# Short Term Let



## Northernstar (Oct 3, 2010)

Hi,

Does anyone know any good sites for short term rentals in the alicante area?

Thanks

Helen x


----------



## JeanP (Sep 11, 2010)

Northernstar said:


> Hi,
> 
> Does anyone know any good sites for short term rentals in the alicante area?
> 
> ...


Hi Helen,

I found some good prospects for my fact finding trip at:
idealista.com — casas y pisos, alquiler y venta. anuncios gratis
or
Spanish property for sale: Find 100,000 Spanish properties for sale

Idealista is in Spanish but there is an option to view the site in english


----------



## Northernstar (Oct 3, 2010)

JeanP said:


> Hi Helen,
> 
> I found some good prospects for my fact finding trip at:
> idealista.com — casas y pisos, alquiler y venta. anuncios gratis
> ...


Thanks I will go check them out now, at the moment in 2 minds whether to book flights for November as one way is 99p, so adding everything on taxes, baggage, less then £400 for 8 of us.


----------



## djfwells (Sep 28, 2009)

JeanP said:


> Hi Helen,
> 
> I found some good prospects for my fact finding trip at:
> idealista.com — casas y pisos, alquiler y venta. anuncios gratis
> ...


You could also try :
Spanish property - Spain jobs - Spanish news - think-SPAIN.com
Spanish property for sale: Find 100,000 Spanish properties for sale

- Make sure you get a legal contract, in both English and Spanish !


----------



## JeanP (Sep 11, 2010)

Wow, cannot comment on travel expense. My flight is costing me about 1600euros return trip. Not as lucky as folks like you who live close by lol


----------



## xicoalc (Apr 20, 2010)

Northernstar said:


> Thanks I will go check them out now, at the moment in 2 minds whether to book flights for November as one way is 99p, so adding everything on taxes, baggage, less then £400 for 8 of us.


Just love budget airlines... where else can you buy 8 flights at 99p each for just £400


----------



## Northernstar (Oct 3, 2010)

djfwells said:


> You could also try :
> Spanish property - Spain jobs - Spanish news - think-SPAIN.com
> Spanish property for sale: Find 100,000 Spanish properties for sale
> 
> - Make sure you get a legal contract, in both English and Spanish !

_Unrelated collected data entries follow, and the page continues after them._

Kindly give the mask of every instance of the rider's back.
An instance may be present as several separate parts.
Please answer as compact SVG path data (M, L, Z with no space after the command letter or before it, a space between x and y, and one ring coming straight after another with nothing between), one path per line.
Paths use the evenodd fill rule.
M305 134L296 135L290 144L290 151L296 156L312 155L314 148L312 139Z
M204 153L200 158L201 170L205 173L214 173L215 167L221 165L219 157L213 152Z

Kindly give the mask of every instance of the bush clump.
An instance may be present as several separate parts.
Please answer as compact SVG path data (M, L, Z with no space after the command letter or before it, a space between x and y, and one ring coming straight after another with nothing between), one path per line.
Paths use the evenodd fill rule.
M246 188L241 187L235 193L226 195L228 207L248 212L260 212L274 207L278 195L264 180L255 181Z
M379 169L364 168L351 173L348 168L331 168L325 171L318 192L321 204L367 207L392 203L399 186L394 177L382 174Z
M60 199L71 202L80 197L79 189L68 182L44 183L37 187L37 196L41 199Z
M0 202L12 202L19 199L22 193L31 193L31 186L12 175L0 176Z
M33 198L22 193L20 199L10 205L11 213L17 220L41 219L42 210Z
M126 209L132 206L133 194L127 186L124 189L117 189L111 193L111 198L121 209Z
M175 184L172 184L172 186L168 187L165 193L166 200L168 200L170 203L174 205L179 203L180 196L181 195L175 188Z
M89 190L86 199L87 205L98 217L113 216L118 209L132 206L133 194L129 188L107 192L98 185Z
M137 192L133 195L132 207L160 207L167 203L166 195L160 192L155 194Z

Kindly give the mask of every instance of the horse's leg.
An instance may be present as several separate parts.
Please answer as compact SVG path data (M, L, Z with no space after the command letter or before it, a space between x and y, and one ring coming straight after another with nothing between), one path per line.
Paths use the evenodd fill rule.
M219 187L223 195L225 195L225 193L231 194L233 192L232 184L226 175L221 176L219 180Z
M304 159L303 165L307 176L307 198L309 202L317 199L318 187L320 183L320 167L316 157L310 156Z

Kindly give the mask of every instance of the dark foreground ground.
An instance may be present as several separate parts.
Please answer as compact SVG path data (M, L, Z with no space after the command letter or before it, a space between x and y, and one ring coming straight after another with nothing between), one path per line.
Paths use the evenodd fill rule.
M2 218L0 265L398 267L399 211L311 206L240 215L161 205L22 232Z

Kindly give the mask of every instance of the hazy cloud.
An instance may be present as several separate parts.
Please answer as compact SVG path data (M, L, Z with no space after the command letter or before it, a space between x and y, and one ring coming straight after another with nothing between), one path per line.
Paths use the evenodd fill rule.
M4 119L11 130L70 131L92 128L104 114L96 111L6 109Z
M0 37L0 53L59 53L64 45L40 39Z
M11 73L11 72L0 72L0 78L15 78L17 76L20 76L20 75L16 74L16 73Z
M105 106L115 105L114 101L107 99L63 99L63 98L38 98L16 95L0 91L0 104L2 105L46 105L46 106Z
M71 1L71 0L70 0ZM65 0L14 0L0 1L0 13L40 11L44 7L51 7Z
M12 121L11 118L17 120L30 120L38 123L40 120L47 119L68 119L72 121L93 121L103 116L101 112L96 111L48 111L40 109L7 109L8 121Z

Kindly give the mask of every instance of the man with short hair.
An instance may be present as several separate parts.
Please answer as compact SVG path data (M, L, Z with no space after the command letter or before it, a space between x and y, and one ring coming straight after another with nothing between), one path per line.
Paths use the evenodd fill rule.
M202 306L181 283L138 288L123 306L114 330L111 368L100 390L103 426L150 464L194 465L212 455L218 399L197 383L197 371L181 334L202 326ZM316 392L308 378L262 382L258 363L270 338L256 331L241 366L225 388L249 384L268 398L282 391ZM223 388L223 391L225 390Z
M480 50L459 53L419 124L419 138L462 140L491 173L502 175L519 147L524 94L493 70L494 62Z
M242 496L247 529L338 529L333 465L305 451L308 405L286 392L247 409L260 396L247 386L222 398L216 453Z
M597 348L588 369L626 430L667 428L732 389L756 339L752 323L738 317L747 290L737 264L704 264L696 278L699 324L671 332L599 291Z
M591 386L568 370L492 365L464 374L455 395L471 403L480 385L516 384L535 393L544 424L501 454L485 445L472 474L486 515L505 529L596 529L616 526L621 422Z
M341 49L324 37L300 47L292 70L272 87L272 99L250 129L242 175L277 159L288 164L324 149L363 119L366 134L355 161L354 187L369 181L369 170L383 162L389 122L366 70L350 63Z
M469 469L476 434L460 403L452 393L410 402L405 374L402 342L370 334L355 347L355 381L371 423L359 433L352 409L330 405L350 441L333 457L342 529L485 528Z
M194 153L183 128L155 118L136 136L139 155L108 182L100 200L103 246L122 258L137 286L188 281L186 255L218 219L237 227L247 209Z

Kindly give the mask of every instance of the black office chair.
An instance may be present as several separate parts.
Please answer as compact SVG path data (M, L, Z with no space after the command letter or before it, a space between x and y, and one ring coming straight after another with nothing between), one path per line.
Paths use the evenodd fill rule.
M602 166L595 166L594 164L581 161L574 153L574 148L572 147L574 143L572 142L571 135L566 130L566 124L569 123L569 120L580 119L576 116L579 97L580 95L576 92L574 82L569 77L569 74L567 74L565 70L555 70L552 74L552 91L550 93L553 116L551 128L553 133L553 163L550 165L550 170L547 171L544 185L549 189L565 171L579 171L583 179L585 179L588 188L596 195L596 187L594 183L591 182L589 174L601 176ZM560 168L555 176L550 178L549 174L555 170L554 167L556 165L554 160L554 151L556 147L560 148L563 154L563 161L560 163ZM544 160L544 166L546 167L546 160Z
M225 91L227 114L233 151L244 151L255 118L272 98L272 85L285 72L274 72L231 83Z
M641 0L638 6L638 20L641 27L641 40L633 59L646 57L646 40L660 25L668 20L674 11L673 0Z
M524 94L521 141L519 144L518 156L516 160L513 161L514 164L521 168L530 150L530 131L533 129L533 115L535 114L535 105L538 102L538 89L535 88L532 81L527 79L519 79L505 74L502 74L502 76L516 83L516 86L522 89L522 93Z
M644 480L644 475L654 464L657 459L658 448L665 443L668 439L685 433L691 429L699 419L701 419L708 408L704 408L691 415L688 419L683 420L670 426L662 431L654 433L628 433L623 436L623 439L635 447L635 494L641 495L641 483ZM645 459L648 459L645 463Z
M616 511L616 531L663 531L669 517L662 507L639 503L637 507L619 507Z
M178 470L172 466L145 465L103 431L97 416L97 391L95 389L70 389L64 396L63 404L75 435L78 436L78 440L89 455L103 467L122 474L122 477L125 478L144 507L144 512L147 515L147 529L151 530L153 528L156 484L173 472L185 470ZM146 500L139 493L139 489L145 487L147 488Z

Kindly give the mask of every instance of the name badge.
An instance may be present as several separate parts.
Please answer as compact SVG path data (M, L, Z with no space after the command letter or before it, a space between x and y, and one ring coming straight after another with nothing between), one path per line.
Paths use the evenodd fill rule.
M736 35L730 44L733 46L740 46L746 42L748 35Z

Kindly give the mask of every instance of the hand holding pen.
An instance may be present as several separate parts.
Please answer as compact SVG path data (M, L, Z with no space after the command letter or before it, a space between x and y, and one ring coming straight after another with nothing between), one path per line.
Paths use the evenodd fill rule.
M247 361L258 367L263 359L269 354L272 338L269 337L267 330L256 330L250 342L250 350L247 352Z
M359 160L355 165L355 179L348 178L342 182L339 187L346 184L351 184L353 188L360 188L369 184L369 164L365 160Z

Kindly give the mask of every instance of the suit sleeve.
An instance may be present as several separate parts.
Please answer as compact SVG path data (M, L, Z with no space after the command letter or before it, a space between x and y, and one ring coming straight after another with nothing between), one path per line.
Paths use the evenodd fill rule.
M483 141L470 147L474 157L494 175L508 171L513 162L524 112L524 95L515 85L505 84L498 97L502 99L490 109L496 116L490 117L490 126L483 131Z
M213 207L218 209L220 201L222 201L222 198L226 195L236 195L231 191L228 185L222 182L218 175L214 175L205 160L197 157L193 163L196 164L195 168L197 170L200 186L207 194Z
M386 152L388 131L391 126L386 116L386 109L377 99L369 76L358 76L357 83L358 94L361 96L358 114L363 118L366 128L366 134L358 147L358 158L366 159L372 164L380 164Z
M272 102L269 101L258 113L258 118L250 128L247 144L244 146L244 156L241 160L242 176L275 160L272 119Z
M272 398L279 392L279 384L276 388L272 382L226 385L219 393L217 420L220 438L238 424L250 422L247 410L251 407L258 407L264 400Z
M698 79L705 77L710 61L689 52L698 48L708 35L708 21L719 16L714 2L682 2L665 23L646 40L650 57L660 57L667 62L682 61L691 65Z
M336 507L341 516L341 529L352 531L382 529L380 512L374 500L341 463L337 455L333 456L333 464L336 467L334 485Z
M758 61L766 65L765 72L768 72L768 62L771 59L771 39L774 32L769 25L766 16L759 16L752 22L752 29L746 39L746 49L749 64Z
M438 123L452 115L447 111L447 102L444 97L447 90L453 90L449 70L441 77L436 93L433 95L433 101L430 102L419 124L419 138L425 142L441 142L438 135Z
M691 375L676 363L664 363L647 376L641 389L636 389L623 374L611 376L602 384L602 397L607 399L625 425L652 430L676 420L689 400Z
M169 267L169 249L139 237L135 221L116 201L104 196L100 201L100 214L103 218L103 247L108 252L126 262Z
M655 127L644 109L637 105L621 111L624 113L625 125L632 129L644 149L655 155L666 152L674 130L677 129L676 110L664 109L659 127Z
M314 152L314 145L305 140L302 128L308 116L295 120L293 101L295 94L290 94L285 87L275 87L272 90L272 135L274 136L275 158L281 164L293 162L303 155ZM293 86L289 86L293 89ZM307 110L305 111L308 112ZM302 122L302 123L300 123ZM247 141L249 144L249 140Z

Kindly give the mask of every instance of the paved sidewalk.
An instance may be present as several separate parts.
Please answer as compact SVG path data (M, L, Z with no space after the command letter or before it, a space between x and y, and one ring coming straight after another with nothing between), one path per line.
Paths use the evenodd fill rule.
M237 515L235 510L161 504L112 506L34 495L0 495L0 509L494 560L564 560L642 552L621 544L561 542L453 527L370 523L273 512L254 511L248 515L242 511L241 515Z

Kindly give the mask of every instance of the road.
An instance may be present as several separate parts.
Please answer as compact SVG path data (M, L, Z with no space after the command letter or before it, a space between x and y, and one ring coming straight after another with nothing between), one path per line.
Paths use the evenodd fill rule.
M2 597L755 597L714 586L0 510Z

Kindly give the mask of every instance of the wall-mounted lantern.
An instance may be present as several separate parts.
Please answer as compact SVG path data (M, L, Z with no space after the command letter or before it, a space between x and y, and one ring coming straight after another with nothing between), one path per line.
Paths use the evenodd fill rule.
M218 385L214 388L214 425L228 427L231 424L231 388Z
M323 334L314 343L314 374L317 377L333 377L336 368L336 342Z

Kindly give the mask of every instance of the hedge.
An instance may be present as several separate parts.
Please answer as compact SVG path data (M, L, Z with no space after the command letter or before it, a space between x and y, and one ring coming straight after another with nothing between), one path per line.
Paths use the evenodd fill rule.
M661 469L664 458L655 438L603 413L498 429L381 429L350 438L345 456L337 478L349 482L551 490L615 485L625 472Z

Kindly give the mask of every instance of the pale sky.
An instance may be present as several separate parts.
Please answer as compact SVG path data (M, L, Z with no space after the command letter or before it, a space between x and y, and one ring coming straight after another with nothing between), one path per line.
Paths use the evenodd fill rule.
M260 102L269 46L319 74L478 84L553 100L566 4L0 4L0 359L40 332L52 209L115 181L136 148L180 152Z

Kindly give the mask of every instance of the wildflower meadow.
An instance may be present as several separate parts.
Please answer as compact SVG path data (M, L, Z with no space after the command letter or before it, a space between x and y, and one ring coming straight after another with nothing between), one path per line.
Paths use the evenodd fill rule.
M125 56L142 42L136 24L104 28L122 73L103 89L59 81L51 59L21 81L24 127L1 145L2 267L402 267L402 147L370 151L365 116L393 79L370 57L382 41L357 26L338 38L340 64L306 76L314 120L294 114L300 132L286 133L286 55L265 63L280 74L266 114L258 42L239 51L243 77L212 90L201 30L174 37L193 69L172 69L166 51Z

Thanks, will have a look at these also. x


----------



## Northernstar (Oct 3, 2010)

steve_in_spain said:


> Just love budget airlines... where else can you buy 8 flights at 99p each for just £400


lol I know the actual flights are £7.92......


----------



## xicoalc (Apr 20, 2010)

Northernstar said:


> lol I know the actual flights are £7.92......


loco... and al the rest in charges, and fees to pay by credit card!

and to take the biscuit even more, have you heard - ryan air are trying to get approval to ditch the co-pilot because "they hardly ever use them", instead training one of the trolly dollys (can I still say trolly dolly) to land the aircraft in an emergency. What a fabulous idea!!! I for one would not feel terribly comfortable is Shantel was in the middle of pouring me a coffee and suddenly said "ooh just finish pouring that yoruself will you, just popping up front to land this thing, the captain feels a bit queezy"

That man will stop at nothing to get publicity!!!!! GRRRRRRRRR 
:focus:


----------